| Yup, and that's going to be the case until AI's can really model human psychology. Speech encodes a gigantic amount of emotion via prosody and rhythm -- how the speaker is feeling, how they feel about each noun and verb, what they're trying to communicate with it. If you try to reproduce all the normal speech prosody, it'll be all over the place and SoUnD bIzArRe and won't make any sense, and be incredibly distracting, because there's no coherent psychology behind it. So "reading off a teleprompter" is really the best we can do for now -- not necessary affectless, but with a kind of "constant affect", that varies with grammatical structures and other language patterns, but no real human psychology. It's a gigantic difference from text, which encodes vastly less information. (And this is one of the reasons I don't see AI replacing actors for a looong time, not even voice actors.
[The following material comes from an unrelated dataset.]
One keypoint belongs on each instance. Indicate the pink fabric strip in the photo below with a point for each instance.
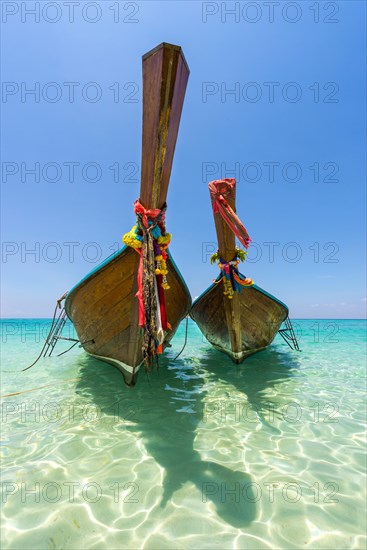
(219, 189)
You can map a voice onto someone else's voice preserving their prosody, but you still need a skilled human being producing the prosody in the first place.) |
And then you get that and prompt the model to add inflection and pacing and whatever to the text to reflect that. You feed that into the speech model.
It seems like it could definitely do the first part (“based on this text, this character might be feeling X”); the second part (“mark up the dialogue”) seems easier; the third part about speech seems doable already based on another comment.
So we are pretty close already? Whatever actors are doing can be approximated through prompting, including the director iterating with the “actors”.